A few days later, before the heavy snow fell, I saw a police car outside Big Foot’s house. I admit that I was pleased to see it. Yes, I had the satisfaction of knowing that the Police had finally called on him. I played two games of patience, both of which came out right. I imagined they’d arrest him, bring him out in handcuffs, confiscate his supplies of wire and take away his saw (this particular Tool should require the same sort of permit as a gun, for it wreaks Havoc among the plants). But the car drove away without Big Foot, Dusk fell rapidly and the snow began to fall. Locked up again, the Dog howled all evening. Next morning, the first thing I saw on the beautiful, spotless white ground, were Big Foot’s unsteady footprints and yellow trails of urine around my silver Spruce. All this came back to me while we were sitting in Oddball’s kitchen. And my Little Girls.

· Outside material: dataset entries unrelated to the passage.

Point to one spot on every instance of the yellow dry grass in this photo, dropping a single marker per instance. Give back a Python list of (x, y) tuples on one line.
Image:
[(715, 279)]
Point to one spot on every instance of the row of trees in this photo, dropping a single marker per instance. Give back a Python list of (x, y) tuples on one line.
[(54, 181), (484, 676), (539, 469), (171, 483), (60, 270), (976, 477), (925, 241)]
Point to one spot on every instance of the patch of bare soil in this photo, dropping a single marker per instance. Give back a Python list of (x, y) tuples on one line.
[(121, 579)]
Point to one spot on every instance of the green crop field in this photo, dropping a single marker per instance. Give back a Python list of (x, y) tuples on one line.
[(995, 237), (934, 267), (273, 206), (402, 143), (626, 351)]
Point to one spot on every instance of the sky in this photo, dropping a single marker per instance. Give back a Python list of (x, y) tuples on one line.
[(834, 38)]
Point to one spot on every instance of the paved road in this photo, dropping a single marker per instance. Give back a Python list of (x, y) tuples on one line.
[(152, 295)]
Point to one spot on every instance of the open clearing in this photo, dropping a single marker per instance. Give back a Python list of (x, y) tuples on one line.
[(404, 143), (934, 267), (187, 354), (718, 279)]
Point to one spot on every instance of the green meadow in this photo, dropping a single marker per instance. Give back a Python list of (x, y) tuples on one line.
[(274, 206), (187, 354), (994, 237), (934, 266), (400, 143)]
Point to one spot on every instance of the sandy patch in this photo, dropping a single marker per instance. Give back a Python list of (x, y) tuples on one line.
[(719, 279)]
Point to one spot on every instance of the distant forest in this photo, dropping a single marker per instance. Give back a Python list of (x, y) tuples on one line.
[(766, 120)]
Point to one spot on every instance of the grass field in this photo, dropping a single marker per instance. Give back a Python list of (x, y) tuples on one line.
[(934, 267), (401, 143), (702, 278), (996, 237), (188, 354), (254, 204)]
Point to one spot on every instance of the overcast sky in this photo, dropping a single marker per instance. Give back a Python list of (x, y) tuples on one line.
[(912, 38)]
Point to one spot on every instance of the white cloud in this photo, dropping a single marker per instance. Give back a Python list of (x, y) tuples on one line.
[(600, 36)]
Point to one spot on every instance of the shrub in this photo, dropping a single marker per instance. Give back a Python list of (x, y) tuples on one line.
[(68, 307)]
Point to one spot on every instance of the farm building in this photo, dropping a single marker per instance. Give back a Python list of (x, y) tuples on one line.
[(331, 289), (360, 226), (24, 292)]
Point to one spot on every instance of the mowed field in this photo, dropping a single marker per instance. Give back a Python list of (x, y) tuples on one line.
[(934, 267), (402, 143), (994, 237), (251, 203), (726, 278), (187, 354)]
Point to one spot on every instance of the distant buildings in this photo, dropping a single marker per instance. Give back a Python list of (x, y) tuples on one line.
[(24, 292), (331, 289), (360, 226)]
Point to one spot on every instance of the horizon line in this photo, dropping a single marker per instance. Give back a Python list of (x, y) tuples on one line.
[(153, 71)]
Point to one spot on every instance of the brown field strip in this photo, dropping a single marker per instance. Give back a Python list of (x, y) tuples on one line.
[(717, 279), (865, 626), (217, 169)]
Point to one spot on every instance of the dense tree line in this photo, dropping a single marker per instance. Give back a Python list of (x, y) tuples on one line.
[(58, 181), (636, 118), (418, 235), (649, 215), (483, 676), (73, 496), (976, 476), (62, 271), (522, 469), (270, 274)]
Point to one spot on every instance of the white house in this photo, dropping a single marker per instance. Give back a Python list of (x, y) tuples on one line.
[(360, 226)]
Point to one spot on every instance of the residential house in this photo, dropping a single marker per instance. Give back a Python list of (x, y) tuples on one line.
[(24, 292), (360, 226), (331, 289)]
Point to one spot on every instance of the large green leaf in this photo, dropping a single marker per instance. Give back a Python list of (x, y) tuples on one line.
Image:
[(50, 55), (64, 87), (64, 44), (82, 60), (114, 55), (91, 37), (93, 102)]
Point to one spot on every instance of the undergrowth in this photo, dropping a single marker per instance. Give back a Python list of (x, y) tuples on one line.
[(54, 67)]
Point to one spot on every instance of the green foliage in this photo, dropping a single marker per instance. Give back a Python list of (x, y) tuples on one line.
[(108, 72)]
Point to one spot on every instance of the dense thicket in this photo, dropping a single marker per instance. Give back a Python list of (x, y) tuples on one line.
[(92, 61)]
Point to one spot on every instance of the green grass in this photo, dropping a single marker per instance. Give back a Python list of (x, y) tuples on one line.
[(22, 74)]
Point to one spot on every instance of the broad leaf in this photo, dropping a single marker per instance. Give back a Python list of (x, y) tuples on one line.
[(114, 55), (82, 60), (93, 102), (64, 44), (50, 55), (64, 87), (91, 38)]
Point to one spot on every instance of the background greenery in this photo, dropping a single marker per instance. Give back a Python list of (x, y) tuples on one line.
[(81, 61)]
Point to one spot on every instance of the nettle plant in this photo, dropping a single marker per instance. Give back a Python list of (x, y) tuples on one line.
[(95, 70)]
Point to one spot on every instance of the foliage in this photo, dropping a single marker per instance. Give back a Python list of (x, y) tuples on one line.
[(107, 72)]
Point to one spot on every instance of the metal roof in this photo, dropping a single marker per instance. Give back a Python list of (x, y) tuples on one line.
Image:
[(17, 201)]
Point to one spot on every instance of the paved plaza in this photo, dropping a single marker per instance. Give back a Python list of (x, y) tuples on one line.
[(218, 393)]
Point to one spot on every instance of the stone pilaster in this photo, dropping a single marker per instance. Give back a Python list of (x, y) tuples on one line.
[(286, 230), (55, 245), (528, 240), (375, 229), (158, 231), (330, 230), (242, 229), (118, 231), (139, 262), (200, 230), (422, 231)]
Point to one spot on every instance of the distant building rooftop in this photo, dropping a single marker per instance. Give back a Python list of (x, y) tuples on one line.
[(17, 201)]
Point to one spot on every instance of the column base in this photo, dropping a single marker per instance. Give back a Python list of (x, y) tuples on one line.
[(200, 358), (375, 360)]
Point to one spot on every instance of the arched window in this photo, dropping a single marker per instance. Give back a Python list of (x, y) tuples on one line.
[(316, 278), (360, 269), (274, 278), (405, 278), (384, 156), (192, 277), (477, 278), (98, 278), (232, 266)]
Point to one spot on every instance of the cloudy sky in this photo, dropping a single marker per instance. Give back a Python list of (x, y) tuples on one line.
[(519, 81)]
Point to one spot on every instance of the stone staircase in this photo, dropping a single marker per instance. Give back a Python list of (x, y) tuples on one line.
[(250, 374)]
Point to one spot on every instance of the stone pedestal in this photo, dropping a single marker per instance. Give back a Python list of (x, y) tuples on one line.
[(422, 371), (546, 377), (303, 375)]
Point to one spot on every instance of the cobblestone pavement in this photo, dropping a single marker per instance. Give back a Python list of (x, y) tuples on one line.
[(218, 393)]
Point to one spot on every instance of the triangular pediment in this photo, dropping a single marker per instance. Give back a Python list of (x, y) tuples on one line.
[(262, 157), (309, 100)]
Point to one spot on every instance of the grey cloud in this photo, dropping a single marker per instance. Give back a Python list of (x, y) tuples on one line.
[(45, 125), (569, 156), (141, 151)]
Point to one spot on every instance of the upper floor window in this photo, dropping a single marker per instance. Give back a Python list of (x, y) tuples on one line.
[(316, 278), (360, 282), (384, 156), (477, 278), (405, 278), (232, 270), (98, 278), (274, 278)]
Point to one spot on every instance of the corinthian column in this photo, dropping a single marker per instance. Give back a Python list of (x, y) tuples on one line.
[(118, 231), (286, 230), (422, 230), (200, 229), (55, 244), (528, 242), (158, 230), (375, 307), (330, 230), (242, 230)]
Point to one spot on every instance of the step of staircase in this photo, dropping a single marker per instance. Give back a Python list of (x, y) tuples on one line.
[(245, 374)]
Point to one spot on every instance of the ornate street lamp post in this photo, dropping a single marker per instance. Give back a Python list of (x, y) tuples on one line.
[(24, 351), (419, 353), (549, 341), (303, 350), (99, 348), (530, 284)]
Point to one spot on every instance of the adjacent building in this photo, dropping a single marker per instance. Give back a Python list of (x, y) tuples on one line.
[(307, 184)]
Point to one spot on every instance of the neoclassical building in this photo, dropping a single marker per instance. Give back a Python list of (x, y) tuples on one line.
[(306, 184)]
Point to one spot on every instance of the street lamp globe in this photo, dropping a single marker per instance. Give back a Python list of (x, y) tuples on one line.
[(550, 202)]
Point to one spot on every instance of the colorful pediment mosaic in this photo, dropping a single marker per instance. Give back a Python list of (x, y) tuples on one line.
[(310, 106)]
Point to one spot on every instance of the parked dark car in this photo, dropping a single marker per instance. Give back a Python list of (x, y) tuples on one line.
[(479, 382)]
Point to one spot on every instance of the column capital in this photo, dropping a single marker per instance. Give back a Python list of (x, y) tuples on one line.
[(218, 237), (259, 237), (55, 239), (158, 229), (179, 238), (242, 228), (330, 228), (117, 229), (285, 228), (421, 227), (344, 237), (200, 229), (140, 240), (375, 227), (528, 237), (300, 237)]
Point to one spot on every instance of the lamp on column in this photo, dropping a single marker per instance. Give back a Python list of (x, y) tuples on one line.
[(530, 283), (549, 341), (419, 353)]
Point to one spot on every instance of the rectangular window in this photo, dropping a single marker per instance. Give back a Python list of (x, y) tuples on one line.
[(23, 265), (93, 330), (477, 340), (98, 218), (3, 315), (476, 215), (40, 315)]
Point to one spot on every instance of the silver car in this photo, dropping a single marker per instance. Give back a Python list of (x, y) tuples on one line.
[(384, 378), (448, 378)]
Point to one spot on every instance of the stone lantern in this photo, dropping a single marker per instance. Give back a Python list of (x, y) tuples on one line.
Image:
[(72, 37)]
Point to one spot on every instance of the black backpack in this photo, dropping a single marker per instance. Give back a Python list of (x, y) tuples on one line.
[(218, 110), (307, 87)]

As he listened to my story, Oddball made soft-boiled eggs, which he served in china eggcups.

‘I don’t share your trust in the authorities,’ he said. ‘One has to do everything oneself.’

I’m not sure what exactly he meant by this.

III

PERPETUAL LIGHT

Whate’er is Born of Mortal Birth
Must be consumed with the Earth.

When I came home, it was already light and I was entirely off my guard, because once again I imagined I could hear the patter of my Little Girls on the hall floor, that I’d see their enquiring gazes, their furrowed brows, their smiles. And at once my body was gearing up for the welcoming rituals, for affection.

But the house was deserted. Winter whiteness was pouring through the windows in soft waves, and the vast open space of the Plateau was insistently pushing its way inside. I stored the Deer’s head in the garage, where it was cold, and topped up the wood-burning stove. I went to bed in my clothes, and slept like the dead.

‘Mrs Duszejko, Janina.’

And after a pause, again, louder: ‘Mrs Duszejko, Janina, Janina.’